2-L’uso sapiente e non caricaturale del legno è sicuramente il passo in più che ogni zona vitivinicola deve fare se aspira ad entrare nell’Olimpo. Che l’acciaio sia territoriale è uno dei mantra comuni, soprattutto in Irpinia, ma dobbiamo considerare che è difficile pensare che sia territoriale lo strumento in se, per non dire che si parla di acciaio lavorato da aziende del Nord o estere e che è stato introdotto da poco più di vent’anni! Può mai essere l’acciaio che ha poco più di cento anni più territoriale del legno che esiste da prima dell’uomo?
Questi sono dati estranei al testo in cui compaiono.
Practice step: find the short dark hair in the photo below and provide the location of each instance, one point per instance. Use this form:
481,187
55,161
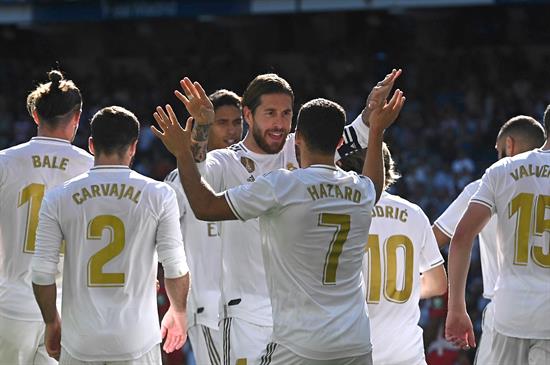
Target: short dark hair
321,122
524,128
55,101
113,130
355,161
262,85
225,97
547,120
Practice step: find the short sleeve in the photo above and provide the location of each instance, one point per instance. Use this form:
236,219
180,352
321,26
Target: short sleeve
448,221
430,256
253,200
485,195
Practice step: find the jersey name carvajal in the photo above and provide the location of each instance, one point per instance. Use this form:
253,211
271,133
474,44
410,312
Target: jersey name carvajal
203,250
114,222
243,283
27,171
400,246
517,189
488,251
313,237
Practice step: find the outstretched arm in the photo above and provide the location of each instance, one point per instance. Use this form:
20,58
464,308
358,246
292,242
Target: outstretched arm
201,110
381,117
356,134
206,204
458,327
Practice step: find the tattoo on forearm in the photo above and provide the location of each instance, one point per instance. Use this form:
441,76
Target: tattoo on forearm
199,144
200,132
199,150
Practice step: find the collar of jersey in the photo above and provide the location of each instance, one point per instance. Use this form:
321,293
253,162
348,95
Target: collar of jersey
110,167
321,166
50,139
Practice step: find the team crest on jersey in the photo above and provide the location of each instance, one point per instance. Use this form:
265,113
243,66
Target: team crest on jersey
248,164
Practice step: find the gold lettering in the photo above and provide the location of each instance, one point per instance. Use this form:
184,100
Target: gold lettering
338,192
77,199
347,193
95,191
136,197
322,191
64,162
523,172
313,192
85,194
114,190
36,161
129,192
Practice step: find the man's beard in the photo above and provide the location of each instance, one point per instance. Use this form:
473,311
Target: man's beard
262,143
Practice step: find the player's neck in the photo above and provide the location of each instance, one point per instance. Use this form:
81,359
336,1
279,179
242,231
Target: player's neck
60,133
308,159
112,159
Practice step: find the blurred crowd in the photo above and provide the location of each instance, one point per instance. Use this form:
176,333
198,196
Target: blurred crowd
466,71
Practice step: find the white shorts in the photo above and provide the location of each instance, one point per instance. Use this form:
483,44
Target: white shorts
276,354
483,353
150,358
22,343
206,343
511,350
243,342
L’acciaio anzi è più omologante perché più facile da usare ed è un contenitore neutro. Certo, poi dipende dal progetto enologico ma un dato è sicuro: se ho grande materia prima in condizioni di evolvere come il Fiano, il legno è uno strumento indispensabile. Magari per il Greco no e per la Falanghina ni
Personalmente concordo molto con il punto di vista di Luciano: il banco di maturità, nazionale ma soprattutto internazionale, del Fiano sarà il riuscire a dimostrare di poter guadagnare ulteriore eleganza dal rapporto con il legno.
Non è che l’uso del legno l’abbia prescritto il medico, nè tantomeno il paradigma vino+legno=qualità va considerato un dogma senza il quale non si può ascendere nell’olimpo dei vini mito (vedi Riesling), ma io credo che al momento al Fiano manchi proprio questo, una dimostrazione convincente di poter essere grande (o diversamente grande) anche con il legno.
Al momento le etichette che fanno legno risultano, nel migliore dei casi, poco convincenti, nel peggiore quasi caricaturali: poi può anche darsi che, dopo studi approfonditi e numerose vinificazioni, il Fiano non si mostri atto al passaggio in legno, e sarà bene prenderne atto, ma fin quando non ci si investirà seriamente e concretamente, resterà un bellissimo prodotto, ma incompiuto nella sua possibilità di espressione.
@Vittorio
500 minuti di applausi:-)
Non riesco a capire in che modo un contenitore “neutro” possa essere “omologante”.
Sull’acciaio del nord o del sud non ho capito se è una provocazione.
Nel senso che un legno ben usato potrà sempre dare una impronta stilistica più significativa dell’acciaio.
Quanto alla battuta dell’acciaio prodotto al Nord, è un riferimento ironico a quanti in Irpinia sostengono che l’acciaio è una tradizione locale. Può darsi, ma da non più di vent’anni.
Quali di questi fiano assaggiati l’ha sorpresa di piu in maniera positiva e negativa ,grazie.
Ottima iniziativa.Molto utile ritengo queste modus operandi alla cieca , perchè si evitano condizionamenti.
Sarebbe interessante organizzarla anche per i vini del vesuviano, ritenuti un pò da tutti figlio di un Dio minore. E’ un modo per guardare bene “in fondo al bicchiere” cosa realmete c’è.